USD men's season ends with semifinal loss The South Dakota men's basketball team's (22-10) season came to an end with a 96-80 loss to seventh-ranked Nebraska-Kearney (28-4) in the semifinals of the NCAA Division II North Central Regional Sunday night at the Auraria Events Center in Denver, CO.

Junior Josh Mueller (Hartford) led the Coyotes in scoring with 19 points, to go along with four assists and four steals. Four other Coyotes scored in double figures as senior Doug Hanson (Meckling) had 14 points; sophomore Turner Trofholz (Schuyler, NE) had 13 points, while senior forwards Tommie King (Seattle, WA) and Derek Paben (Pickrell, NE) added 12 points a piece.

UNK's Nick Branting proved to be too much for South Dakota with 31 points on 12-of-20 shooting. Brian Dunagan added 21 points, including hitting 5-of-9 three-pointers, for the Lopers.

Nebraska-Kearney jumped out to a 19-8 lead with 15 minutes to play in the opening frame. USD answered with six straight points to cut the Loper lead to five, but UNK went on a 12-4 spurt to take a 13-point, 31-18 advantage with 11:00 on the clock. Nebraska-Kearney, which hit six three-point field

goals in the first half, led by as many as 16 points before taking a 14-point, 52-38 lead into the locker room at the half.

UNK built its lead to 15 points at 67-52 with 14:12 to play, but the Coyotes were able to cut the lead to nine with an 8-2 run, putting the score to 69-60 with 11:15 to go. South Dakota pulled to within eight on two occasions, but could not get over the hump as Nebraska-Kearney moved on the regional final.

The Lopers shot 55.9 percent (38-of-68) for the game, including hitting 60 percent of their shots in the second half (18-of-30).

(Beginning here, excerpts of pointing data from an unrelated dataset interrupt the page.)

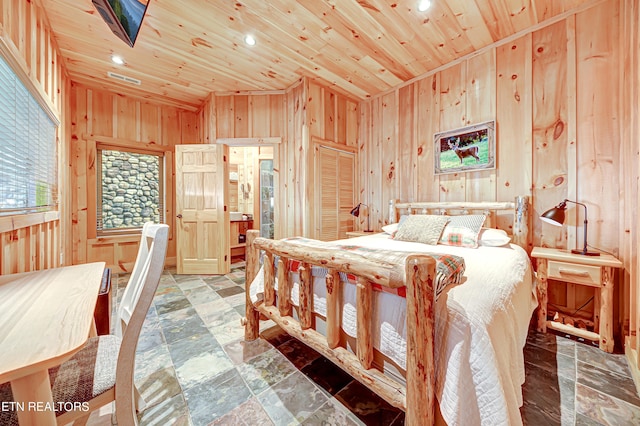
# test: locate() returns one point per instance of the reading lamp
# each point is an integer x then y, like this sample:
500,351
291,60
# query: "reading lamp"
356,212
555,216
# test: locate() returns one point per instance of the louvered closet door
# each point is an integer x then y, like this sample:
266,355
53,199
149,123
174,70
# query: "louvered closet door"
335,193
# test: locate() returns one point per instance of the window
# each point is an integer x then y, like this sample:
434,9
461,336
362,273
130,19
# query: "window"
27,149
130,189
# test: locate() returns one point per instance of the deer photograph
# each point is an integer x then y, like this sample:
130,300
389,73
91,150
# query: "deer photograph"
462,153
469,148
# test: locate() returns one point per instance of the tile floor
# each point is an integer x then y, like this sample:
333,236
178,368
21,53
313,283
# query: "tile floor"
193,368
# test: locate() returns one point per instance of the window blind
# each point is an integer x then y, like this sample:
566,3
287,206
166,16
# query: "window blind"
27,148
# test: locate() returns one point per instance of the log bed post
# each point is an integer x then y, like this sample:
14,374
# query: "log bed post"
334,289
364,341
393,215
420,341
252,319
269,279
306,296
284,288
521,222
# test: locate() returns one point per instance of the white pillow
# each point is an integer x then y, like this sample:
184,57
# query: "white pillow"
390,228
493,237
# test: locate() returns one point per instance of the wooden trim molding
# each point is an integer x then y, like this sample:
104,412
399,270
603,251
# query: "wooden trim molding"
333,145
106,142
249,141
19,221
17,64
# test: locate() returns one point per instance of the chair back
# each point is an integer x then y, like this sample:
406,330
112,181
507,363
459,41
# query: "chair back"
133,309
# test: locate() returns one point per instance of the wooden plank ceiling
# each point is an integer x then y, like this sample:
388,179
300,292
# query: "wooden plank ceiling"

South Dakota was held to 44.4 percent shooting (28-of-63) and 7-of-22 from the three-point line (31.8 percent).

USD, which opened the conference season with four straight losses, rebounded to win 12 of its final 16 games to close out the season on a strong note, becoming the ninth team in school history to advance to the NCAA tournament.